И прелат заглянул в самую душу своего друга.

— А теперь поговорим о себе. Хотите стать другом господина Фуке? Не перебивайте меня, прежде чем не узнаете, что я хочу сказать.

— Слушаю.

— Хотите сделаться маршалом Франции, пэром, герцогом, владеть герцогством с миллионным населением?

— Что же нужно сделать, друг мой, чтобы получить все это? — спросил д’Артаньян.

— Быть сторонником господина Фуке.

— Я сторонник короля, дорогой друг.

— Но не исключительно же, я думаю?

— Я не раздваиваюсь.

— Я полагаю, что вместе с большим сердцем у вас есть и некоторое честолюбие?

— Да, конечно.

— И следовательно…

— И следовательно, я желаю быть маршалом Франции; но маршалом, герцогом, пэром сделает меня король; король даст мне все это.

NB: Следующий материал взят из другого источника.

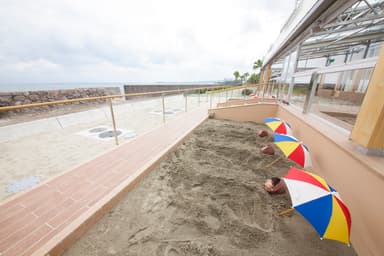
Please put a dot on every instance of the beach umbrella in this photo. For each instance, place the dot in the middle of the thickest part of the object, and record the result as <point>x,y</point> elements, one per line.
<point>319,204</point>
<point>293,149</point>
<point>278,126</point>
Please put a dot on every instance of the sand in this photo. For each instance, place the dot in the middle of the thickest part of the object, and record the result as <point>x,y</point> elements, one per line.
<point>207,198</point>
<point>42,149</point>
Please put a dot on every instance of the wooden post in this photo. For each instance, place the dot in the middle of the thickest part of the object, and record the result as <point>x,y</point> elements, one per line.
<point>369,126</point>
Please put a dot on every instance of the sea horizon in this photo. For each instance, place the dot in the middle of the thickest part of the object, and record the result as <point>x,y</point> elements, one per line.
<point>24,87</point>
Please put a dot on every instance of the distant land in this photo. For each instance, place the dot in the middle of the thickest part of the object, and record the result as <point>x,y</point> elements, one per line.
<point>21,87</point>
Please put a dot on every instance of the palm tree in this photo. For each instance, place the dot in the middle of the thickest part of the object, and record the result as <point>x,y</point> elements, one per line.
<point>236,74</point>
<point>257,64</point>
<point>246,75</point>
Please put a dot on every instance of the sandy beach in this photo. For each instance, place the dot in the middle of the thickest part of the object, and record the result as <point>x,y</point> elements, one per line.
<point>37,147</point>
<point>207,198</point>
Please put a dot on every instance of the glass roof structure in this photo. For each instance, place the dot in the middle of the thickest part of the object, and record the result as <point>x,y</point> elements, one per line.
<point>325,28</point>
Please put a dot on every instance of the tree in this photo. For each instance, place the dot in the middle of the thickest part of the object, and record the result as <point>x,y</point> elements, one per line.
<point>257,64</point>
<point>245,76</point>
<point>254,78</point>
<point>236,74</point>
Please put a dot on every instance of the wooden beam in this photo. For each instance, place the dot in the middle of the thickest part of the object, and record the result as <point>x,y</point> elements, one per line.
<point>369,127</point>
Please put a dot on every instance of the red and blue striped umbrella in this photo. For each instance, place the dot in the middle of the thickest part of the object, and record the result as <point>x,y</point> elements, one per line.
<point>278,126</point>
<point>293,149</point>
<point>319,204</point>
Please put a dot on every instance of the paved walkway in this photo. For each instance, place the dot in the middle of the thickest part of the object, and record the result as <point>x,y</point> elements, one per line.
<point>49,217</point>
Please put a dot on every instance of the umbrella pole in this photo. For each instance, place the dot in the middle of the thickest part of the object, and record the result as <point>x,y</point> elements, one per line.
<point>286,211</point>
<point>274,161</point>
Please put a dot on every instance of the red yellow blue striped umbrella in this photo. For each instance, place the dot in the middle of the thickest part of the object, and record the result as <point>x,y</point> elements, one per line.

Арамис пристально взглянул на д’Артаньяна.

— Разве король не властелин? — спросил д’Артаньян.

— Никто этого не оспаривает. Только ведь Людовик Тринадцатый тоже был властелином.

— Да, дорогой, но между Ришелье и Людовиком Тринадцатым не было господина д’Артаньяна, — спокойно заметил мушкетер.

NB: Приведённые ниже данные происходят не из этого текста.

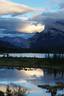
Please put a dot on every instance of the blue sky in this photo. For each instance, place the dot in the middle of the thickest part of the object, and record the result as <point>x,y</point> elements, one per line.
<point>48,4</point>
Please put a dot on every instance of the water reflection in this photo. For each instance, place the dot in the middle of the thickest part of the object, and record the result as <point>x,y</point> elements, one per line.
<point>30,78</point>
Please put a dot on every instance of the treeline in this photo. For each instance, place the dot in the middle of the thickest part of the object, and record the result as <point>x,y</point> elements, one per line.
<point>30,50</point>
<point>52,63</point>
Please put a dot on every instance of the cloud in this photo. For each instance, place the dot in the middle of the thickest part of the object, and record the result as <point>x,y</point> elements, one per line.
<point>30,28</point>
<point>8,7</point>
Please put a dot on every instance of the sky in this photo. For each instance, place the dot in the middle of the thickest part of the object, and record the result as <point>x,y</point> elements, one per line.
<point>18,14</point>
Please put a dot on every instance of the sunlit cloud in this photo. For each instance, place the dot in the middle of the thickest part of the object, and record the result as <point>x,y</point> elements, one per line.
<point>30,28</point>
<point>8,7</point>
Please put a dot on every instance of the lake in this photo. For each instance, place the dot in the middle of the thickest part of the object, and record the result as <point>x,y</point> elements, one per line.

— Около короля, — продолжал Арамис, — много камней преткновения.

— Но не для короля.

— Конечно, однако…

— Послушайте, Арамис, я вижу, что здесь каждый думает о себе и никто не помышляет о государе; а я буду поддерживать себя, поддерживая его.

— А неблагодарность?

— Ее боятся только слабые!

— Вы очень уверены в себе.

— Кажется, да.

— Но, может быть, со временем вы перестанете быть нужным королю?

— Напротив, я думаю, что в будущем понадоблюсь ему больше, чем когда-либо. Слушайте, дорогой, если бы пришлось обуздать нового Конде, кто обуздал бы его? Вот это… только это во всей Франции! — И д’Артаньян похлопал по своей шпаге.

— Вы правы, — сказал Арамис, бледнея.

Он встал и пожал руку д’Артаньяну.

— Вот в последний раз зовут к ужину, — поднялся с места капитан мушкетеров. — Вы позволите…

Арамис обнял мушкетера:

— Такой друг, как вы, прекраснейшая жемчужина в королевской короне.

И они разошлись.

«Я так и думал, что это неспроста», — промелькнуло в голове д’Артаньяна.

«Нужно поскорее зажечь порох, — сказал про себя Арамис. — Д’Артаньян почуял подкоп».

XVII. Принцесса и де Гиш

Мы видели, что граф де Гиш вышел из залы в тот момент, когда Людовик XIV так галантно поднес Лавальер великолепные браслеты, выигранные им в лотерею.

Некоторое время де Гиш прогуливался возле дворца, снедаемый подозрениями и тревогами. Затем он стал поджидать на террасе появления принцессы. Прошло более получаса. У графа в его одиночестве вряд ли были веселые мысли. Он вынул из кармана записную книжку и после долгих колебаний написал:

«Принцесса, умоляю вас уделить мне несколько мгновений для разговора. Пусть вас не пугает эта просьба; она продиктована только глубоким почтением, с которым я и т. д. и т. д.».

Он подписал эту необычную просьбу и сложил листок вчетверо, но в этот момент заметил, что гости королевы начинают расходиться. Он увидел Лавальер, потом Монтале, которая разговаривала с Маликорном. Он пропустил всех гостей королевы-матери, только что наполнявших ее салон.